I just keep going back to him
Image: GQ
María Jose Vargas November 13, 2022
This blog is a creative response to Normal People by Sally Rooney.
(I left punctuation errors for the feeling
this text is supposed to have, she is sad and reflecting on her relationship)
:)
If I start this
by saying what's wrong with me? Would it be cliche? I have always felt my life
is a very bad low-budget movie, not that there's anything wrong with low-budget
movies, mine is just really bad. Since I can remember I have been walking
through this life with no finish line. It has been stages of course, does it
always work like that? first I let people step on me publicly, later they step
on me pretending they care, nobody cares, nobody but him, I think? not really
sure though, I like to think he does care, but reading him is hard, I know
every inch of him but I can't still figure him out, I love him, that I know,
but does he?
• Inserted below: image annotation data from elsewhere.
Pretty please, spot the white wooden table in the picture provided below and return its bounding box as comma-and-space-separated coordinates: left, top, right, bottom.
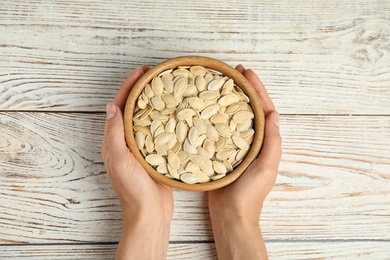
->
0, 0, 390, 259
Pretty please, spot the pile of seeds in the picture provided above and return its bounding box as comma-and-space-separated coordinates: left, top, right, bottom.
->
133, 66, 254, 184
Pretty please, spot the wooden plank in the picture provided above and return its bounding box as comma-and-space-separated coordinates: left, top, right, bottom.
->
0, 112, 390, 243
0, 243, 217, 260
0, 241, 390, 260
0, 0, 390, 112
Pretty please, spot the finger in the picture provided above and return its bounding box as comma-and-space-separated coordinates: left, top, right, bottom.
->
104, 103, 128, 158
257, 112, 282, 172
113, 65, 149, 110
235, 64, 245, 74
244, 69, 275, 115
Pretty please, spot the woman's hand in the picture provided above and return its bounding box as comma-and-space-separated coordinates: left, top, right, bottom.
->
209, 65, 282, 259
101, 65, 173, 259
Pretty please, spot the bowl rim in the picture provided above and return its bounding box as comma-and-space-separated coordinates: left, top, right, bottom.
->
124, 56, 265, 191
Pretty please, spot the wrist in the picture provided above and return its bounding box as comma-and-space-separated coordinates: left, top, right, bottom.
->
116, 206, 171, 260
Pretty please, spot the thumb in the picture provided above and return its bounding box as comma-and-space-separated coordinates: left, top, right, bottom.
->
104, 103, 127, 157
258, 111, 282, 171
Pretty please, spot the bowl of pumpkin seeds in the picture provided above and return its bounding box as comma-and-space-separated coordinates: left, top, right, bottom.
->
124, 56, 265, 191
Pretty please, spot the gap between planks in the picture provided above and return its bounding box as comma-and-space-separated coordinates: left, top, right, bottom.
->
0, 239, 390, 247
0, 109, 390, 117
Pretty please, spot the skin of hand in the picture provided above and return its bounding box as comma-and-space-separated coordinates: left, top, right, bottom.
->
208, 65, 282, 260
101, 65, 173, 259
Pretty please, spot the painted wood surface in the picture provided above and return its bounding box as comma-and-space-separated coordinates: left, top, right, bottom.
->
0, 112, 390, 258
0, 0, 390, 115
0, 241, 389, 260
0, 0, 390, 259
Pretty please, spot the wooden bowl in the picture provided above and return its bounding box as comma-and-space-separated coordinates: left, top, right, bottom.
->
124, 56, 265, 191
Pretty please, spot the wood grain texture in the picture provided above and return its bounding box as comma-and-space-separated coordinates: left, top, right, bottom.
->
0, 0, 390, 115
0, 243, 217, 260
0, 0, 390, 259
0, 112, 390, 243
0, 241, 390, 260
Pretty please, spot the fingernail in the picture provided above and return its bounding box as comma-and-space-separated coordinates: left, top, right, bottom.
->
274, 112, 279, 127
106, 103, 116, 120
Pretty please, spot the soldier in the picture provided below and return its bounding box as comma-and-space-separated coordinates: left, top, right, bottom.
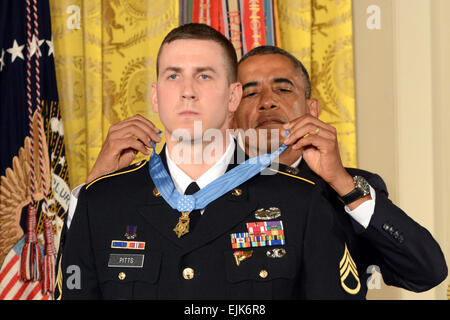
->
59, 24, 364, 299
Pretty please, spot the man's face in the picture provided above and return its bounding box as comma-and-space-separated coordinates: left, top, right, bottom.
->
234, 54, 316, 148
152, 39, 241, 139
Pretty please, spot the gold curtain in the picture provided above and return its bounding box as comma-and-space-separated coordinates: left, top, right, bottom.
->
276, 0, 357, 167
50, 0, 178, 188
50, 0, 356, 188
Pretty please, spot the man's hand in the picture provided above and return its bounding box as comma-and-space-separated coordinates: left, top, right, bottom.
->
283, 114, 370, 210
86, 114, 161, 183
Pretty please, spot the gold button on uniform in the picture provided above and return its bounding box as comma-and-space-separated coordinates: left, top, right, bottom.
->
183, 268, 194, 280
259, 269, 269, 279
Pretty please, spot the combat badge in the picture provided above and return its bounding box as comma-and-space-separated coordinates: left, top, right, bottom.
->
255, 207, 281, 220
339, 244, 361, 294
266, 248, 286, 258
108, 253, 144, 268
233, 250, 253, 267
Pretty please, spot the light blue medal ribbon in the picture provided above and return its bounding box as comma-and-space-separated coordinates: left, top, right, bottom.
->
149, 134, 287, 212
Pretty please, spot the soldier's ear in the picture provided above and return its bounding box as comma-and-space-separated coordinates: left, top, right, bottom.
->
306, 99, 321, 118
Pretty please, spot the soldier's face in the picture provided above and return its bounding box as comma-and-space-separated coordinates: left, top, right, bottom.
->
152, 40, 242, 139
234, 54, 316, 150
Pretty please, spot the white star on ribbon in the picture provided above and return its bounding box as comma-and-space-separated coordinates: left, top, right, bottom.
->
6, 39, 25, 62
0, 49, 5, 71
30, 34, 44, 57
45, 35, 55, 56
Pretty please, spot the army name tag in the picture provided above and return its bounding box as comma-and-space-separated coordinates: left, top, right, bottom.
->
108, 253, 144, 268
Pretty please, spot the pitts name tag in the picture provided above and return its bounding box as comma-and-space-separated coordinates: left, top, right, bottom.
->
108, 253, 144, 268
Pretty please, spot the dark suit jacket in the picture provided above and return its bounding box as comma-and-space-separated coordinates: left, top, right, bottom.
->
60, 152, 365, 299
286, 160, 448, 292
It seems there is always something wrong with us.
Sometimes I
wonder why I let him treat me that way, I hate secrets, why did I let him make
me one? I was seventeen I guess, but why does that feeling continue? I mean he
has changed, why haven't I? I still feel powerless when I am with him, he can
do whatever he wants with me, to me and I will let him do it, but he fills the
emptiness, he always has, so I go back to him, and he comes back to me, we always
have, we always will, we may not be for each other, but we made ourselves be.
Now that I read
this, I don't understand why I wrote it. What am I a thirteen-year-old girl
writing about her crush in her diary she got from a pound store? God, I miss him,
I miss seeing him enter through my front door, I miss his look, I miss being
with him, being with him that way, he left and I didn't go after him, would he
have done it for me? I don't know, I just know I set him free.